Parlant de la question de l’emploi, Souleymane Niaré a souligné la nécessité de mettre l’accent sur la qualité de la formation pour la mettre en adéquation avec l’emploi. Au sujet de la justice, il a estimé que celle-ci est en passe de devenir un instrument d’asservissement des plus pauvres.
Cet avis est partagé par le président du Haut conseil islamique, Mahamoud Dicko et le secrétaire général de l’AGEMPEM, Dr Youssouf Dembélé. Ce dernier a demandé le soutien du président de la République dans un litige opposant l’Eglise protestante à un particulier au sujet d’un terrain acquis dûment avec des papiers établis par les autorités compétentes. Le terrain litigieux devrait accueillir le siège de l’AGEMPEM.

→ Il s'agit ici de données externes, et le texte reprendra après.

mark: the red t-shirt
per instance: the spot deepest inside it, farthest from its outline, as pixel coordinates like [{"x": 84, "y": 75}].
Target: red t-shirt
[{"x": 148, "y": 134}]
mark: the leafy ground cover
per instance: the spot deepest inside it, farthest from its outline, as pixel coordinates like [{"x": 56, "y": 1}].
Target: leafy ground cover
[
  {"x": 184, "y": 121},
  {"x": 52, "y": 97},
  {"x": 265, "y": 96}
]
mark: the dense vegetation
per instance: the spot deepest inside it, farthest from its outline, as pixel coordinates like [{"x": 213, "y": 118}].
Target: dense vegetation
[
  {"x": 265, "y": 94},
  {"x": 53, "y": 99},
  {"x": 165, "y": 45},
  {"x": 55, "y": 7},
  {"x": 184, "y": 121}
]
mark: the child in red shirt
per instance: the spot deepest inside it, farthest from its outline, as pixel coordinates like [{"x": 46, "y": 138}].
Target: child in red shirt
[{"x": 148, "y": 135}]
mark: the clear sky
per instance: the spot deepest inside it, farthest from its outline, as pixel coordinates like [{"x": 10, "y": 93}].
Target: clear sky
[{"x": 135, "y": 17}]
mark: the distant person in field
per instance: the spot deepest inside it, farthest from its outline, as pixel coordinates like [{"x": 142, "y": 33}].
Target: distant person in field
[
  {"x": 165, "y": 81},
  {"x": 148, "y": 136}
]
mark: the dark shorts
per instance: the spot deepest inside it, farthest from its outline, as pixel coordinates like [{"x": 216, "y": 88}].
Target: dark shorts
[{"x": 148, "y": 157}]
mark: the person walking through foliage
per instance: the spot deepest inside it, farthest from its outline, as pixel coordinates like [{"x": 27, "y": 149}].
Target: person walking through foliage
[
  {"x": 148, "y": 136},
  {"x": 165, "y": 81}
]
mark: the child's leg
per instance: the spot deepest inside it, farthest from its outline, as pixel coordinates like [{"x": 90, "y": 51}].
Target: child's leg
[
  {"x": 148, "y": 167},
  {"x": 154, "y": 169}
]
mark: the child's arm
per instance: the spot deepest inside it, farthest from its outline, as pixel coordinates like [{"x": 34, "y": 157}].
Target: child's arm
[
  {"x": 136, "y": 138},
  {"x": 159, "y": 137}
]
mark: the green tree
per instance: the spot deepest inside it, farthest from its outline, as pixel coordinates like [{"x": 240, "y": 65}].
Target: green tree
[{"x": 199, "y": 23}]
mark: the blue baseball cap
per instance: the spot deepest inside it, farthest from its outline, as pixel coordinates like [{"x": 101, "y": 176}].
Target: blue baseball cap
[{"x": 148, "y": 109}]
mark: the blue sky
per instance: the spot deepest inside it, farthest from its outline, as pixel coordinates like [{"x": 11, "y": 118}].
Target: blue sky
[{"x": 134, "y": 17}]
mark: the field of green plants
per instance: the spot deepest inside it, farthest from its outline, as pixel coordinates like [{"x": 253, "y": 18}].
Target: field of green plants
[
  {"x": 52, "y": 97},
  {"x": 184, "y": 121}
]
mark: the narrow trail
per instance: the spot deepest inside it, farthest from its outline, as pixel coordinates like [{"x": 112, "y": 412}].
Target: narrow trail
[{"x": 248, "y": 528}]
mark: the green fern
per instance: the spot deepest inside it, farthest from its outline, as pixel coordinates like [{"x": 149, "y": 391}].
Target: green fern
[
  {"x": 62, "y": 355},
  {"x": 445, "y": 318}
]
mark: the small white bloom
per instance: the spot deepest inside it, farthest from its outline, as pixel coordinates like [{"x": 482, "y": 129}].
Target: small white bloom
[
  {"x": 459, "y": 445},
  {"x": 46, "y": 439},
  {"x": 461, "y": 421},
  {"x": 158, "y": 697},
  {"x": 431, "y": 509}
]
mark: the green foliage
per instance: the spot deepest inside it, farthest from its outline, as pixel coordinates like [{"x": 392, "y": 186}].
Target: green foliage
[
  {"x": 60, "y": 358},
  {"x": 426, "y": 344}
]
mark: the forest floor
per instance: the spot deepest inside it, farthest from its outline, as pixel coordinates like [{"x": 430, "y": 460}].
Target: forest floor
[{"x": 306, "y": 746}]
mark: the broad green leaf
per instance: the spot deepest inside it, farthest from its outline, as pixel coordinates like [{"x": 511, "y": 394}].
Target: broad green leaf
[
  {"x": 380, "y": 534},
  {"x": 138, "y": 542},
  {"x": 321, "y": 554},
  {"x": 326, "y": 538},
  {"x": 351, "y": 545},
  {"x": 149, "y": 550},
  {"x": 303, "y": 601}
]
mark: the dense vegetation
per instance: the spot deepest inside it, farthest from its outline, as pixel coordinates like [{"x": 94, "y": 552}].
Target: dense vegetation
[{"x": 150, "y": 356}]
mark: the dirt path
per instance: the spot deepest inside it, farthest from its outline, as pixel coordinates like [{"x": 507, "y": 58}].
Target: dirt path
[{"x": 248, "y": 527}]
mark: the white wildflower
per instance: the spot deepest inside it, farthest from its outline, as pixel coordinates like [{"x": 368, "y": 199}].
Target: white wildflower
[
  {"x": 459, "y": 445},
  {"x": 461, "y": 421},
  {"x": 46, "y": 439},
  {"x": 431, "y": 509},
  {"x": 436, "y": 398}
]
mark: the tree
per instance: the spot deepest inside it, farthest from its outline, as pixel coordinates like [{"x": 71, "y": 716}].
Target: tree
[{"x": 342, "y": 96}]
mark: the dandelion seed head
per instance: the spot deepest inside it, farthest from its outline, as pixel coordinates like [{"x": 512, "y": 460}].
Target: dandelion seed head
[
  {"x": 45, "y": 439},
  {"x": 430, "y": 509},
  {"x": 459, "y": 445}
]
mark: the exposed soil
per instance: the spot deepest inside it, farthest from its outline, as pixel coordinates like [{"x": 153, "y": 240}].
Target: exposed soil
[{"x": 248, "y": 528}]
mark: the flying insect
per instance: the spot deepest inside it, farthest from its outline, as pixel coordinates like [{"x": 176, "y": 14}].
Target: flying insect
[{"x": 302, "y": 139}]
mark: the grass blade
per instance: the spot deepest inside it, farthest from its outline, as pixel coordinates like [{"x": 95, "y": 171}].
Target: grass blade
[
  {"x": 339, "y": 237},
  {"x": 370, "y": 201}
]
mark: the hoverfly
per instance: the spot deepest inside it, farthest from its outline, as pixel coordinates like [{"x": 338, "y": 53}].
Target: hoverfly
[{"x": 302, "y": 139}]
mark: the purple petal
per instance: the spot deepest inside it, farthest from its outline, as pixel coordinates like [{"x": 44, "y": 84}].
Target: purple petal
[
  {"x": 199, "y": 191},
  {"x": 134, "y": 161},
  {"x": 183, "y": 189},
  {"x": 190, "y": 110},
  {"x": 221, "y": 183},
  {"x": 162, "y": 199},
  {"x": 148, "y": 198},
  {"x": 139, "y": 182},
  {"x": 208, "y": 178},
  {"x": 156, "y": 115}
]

Quant à Mahamoud Dicko, il a prévenu que partout où les brimades et les injustices deviennent le quotidien de la population, il n’y aura jamais de paix, encore moins de progrès. Le président du Haut conseil islamique a dénoncé aussi la gestion du ministère du Culte et des Affaires religieuses, expliquant que depuis la création de ce département, il n’y a jamais eu de réunions pour fixer les domaines de compétence des différents partenaires. Les missions du département sont méconnues de ses partenaires qui ne savent pas non plus les limites de leurs propres compétences.
« Au moment où l’islam fait l’objet d’un enjeu au plan international, il est dommage qu’au Mali, on reste les bras croisés pour subir les événements. C’est pourquoi, le Haut conseil islamique a réfléchi sur le positionnement de notre pays sur la question. Des propositions ont été faites dans ce sens et soumis au département de tutelle, ainsi qu’au ministère de la Réconciliation nationale. Mais jusqu’ici, le document est resté sans suite », a regretté Mahamoud Dicko qui s’est dit inquiet du climat de suspicion actuel dans notre pays au sujet de la question de l’islam. Il a préconisé une union sacrée pour faire face à l’ennemi car, selon lui, la barbarie actuelle dans le monde au nom de l’Islam n’est nullement recommandée par cette religion. Qui est une religion de paix et d’amour.
Tout en se réjouissant de la signature de l’Accord de paix, les leaders chrétiens (catholiques et protestants) ont formulé des prières pour sa consolidation et la stabilité du pays. Dr Youssouf Dembélé est revenu sur le phénomène de la corruption qui, regrettera-t-il, a encore de beaux jours devant elle. Selon lui, les 153 milliards de Fcfa de manque à gagner révélés cette année par le Vérificateur général, pouvaient servir à étoffer les infrastructures socio-économiques au grand bonheur de nos compatriotes. Le leader religieux a invité les pouvoirs publics à s’investir davantage pour une meilleure gestion des affaires publiques.